Movellan, Javier
UCSD
Institute for Neural Computation




The Morton-Massaro law: Analysis and implications for models of perception

Many experiments and demonstrations document the fact that the perception of a wide range of stimuli is affected by contextual information. Guided by a model that he called the logogen, John Morton predicted that in experiments that require identifying one of two alternatives the ratio of the choice probabilities of these alternatives should factorize into components independently controlled by stimulus and context. These components are interpreted as the relative support of the stimulus and context for the two alternatives under consideration. Massaro and colleagues have shown that this form of factorability of information sources provides good approximations to empirical response probabilities obtained in a remarkable range of domains such as word and letter perception, object identification, depth perception, memory retrieval and recognition of emotions.

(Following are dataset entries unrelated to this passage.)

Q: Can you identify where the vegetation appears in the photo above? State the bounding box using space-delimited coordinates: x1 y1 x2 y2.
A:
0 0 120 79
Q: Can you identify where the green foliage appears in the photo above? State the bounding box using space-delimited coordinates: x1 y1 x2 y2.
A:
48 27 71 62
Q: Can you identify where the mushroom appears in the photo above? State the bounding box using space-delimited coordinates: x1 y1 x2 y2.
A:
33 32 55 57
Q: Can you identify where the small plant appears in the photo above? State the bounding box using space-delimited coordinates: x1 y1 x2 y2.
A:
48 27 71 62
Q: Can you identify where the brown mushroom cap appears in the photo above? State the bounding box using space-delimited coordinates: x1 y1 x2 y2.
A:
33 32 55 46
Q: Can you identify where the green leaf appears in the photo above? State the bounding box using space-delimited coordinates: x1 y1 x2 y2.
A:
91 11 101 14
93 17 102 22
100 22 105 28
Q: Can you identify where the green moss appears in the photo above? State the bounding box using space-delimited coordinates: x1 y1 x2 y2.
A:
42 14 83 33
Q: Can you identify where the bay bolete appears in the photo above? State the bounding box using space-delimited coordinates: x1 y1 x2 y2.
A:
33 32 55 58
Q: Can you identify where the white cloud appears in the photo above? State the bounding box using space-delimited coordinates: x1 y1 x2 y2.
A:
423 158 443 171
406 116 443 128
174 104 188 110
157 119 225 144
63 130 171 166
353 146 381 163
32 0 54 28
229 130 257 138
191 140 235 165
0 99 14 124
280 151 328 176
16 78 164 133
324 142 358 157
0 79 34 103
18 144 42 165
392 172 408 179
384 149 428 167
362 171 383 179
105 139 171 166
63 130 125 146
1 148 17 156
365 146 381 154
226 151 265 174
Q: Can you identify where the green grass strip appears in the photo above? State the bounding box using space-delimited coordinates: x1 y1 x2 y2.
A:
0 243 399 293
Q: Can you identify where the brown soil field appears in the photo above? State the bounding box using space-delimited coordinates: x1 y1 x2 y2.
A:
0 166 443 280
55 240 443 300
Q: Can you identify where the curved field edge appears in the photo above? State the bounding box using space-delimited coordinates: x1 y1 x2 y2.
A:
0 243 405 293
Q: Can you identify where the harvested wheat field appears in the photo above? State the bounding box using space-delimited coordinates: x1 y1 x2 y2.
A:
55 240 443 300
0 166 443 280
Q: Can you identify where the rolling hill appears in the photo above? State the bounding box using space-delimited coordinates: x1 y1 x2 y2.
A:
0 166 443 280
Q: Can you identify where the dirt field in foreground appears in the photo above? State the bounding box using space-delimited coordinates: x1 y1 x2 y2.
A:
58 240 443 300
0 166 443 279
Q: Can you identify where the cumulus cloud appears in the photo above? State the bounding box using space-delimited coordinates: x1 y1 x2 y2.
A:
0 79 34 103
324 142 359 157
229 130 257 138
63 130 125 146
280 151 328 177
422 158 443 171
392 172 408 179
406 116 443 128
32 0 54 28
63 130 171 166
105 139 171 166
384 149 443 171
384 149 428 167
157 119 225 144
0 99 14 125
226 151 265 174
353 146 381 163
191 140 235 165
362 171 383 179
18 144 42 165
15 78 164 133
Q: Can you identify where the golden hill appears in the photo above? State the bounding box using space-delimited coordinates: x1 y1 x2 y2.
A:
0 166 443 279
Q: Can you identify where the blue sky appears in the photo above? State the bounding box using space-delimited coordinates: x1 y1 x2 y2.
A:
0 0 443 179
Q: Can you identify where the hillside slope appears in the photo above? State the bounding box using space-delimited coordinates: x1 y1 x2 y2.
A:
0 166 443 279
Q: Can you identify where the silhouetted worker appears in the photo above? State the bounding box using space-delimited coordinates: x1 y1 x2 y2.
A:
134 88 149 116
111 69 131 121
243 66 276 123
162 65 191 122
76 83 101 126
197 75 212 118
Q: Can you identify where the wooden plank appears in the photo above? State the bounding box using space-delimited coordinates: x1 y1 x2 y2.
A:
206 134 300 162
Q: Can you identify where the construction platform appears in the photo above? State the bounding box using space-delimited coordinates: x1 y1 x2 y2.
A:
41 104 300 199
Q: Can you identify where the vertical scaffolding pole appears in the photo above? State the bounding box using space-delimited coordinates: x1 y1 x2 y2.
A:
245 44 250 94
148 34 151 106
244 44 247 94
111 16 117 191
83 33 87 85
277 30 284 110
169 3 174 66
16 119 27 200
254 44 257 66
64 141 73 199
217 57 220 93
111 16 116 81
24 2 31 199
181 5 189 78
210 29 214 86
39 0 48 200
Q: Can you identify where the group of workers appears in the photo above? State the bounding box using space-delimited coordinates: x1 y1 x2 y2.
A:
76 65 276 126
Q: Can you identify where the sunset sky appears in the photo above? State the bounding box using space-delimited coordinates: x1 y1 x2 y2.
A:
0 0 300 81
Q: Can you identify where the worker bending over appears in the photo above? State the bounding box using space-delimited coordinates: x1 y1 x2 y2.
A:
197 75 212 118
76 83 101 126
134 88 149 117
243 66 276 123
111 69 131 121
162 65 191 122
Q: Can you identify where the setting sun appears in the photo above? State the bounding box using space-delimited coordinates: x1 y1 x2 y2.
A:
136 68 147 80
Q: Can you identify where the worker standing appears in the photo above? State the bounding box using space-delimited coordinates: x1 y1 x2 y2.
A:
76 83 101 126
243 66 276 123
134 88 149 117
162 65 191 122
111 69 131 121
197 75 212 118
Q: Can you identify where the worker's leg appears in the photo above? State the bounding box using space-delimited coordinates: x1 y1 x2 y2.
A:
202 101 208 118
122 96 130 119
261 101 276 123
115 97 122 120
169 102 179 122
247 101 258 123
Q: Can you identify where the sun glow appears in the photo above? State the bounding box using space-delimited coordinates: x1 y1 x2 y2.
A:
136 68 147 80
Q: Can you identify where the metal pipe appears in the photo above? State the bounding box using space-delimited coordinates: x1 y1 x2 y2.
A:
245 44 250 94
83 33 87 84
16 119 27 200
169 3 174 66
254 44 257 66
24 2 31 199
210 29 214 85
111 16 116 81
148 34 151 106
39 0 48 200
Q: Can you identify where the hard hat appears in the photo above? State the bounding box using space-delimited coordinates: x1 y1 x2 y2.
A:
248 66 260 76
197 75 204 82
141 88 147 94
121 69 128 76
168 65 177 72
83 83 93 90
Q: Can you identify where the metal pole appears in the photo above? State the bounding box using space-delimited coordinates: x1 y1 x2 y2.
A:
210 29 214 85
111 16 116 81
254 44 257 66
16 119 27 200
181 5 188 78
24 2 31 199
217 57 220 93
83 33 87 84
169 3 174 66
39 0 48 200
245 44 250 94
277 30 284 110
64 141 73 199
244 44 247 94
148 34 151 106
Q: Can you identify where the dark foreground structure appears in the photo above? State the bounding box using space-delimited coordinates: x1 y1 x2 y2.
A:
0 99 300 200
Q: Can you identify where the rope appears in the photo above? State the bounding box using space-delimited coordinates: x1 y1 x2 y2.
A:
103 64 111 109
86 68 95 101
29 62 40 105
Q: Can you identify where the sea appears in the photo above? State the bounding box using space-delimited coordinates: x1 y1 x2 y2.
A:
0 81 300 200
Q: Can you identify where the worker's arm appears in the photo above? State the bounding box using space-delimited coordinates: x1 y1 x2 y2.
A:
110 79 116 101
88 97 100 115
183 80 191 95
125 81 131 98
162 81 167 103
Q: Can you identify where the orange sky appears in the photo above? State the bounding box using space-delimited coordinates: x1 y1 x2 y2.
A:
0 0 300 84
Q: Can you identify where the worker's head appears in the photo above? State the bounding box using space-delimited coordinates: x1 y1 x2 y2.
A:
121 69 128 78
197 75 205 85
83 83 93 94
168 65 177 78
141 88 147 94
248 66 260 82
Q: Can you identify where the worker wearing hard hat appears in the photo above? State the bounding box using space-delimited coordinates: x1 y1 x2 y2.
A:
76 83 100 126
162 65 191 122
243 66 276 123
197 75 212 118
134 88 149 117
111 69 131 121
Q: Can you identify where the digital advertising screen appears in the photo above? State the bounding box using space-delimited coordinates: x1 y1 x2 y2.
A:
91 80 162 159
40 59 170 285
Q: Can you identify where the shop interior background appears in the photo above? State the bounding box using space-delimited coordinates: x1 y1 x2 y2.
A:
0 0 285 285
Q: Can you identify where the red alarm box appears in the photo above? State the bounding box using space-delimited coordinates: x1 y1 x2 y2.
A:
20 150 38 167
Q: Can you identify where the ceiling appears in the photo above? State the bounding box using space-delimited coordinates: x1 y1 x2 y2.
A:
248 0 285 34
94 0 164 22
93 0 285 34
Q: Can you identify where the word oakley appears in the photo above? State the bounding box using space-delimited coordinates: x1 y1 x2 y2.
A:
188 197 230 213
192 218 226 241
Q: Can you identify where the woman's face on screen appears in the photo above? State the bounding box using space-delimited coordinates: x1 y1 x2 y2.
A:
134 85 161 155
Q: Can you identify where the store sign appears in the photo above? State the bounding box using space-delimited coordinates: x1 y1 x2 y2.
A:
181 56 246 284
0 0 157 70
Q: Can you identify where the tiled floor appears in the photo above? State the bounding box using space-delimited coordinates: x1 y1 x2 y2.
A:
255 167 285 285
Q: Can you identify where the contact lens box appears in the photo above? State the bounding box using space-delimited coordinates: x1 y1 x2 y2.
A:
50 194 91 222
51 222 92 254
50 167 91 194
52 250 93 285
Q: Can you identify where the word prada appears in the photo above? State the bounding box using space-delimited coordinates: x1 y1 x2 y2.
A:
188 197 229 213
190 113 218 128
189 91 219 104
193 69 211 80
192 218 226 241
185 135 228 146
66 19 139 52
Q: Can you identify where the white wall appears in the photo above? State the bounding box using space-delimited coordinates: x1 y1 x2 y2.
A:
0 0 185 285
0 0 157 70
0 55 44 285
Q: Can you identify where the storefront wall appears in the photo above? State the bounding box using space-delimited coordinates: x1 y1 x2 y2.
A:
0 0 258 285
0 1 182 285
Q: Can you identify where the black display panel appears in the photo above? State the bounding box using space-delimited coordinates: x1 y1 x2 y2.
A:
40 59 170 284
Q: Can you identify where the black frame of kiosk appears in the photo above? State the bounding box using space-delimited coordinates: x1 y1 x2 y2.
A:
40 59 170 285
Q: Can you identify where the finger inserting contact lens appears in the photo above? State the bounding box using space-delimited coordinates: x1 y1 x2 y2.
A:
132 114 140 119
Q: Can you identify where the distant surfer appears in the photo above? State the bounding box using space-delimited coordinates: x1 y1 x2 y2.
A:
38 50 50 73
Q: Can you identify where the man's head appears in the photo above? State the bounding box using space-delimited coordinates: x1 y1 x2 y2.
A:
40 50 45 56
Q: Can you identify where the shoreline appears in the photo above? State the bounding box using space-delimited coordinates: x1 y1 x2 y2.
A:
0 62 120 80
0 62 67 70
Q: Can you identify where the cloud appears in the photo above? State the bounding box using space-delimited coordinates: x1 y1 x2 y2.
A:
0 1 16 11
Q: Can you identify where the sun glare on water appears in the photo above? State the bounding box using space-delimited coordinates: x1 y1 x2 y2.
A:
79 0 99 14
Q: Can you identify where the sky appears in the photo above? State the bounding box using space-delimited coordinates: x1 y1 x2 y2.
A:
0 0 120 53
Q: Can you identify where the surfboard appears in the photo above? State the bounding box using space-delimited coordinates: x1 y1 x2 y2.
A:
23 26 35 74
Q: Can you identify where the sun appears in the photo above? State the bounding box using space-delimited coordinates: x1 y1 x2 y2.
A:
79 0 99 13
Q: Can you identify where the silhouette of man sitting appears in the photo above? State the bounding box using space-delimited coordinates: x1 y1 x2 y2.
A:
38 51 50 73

It has also proposed that this pattern of results is incompatible with feed back models of perception. We analyze under what conditions the pattern of results observed by Morton and Massaro reflects optimal perceptual inference. We also show that factorability is not incompatible with feed-back models and it is simply an indication of an architectural constraint that we named "channel separability". Experiments assessing factorability of different sources of information may be useful in diagnosing the structure of a processing system. We illustrate this with an experiment demonstrating a violation of factorability predicted by a feed-back model of perception.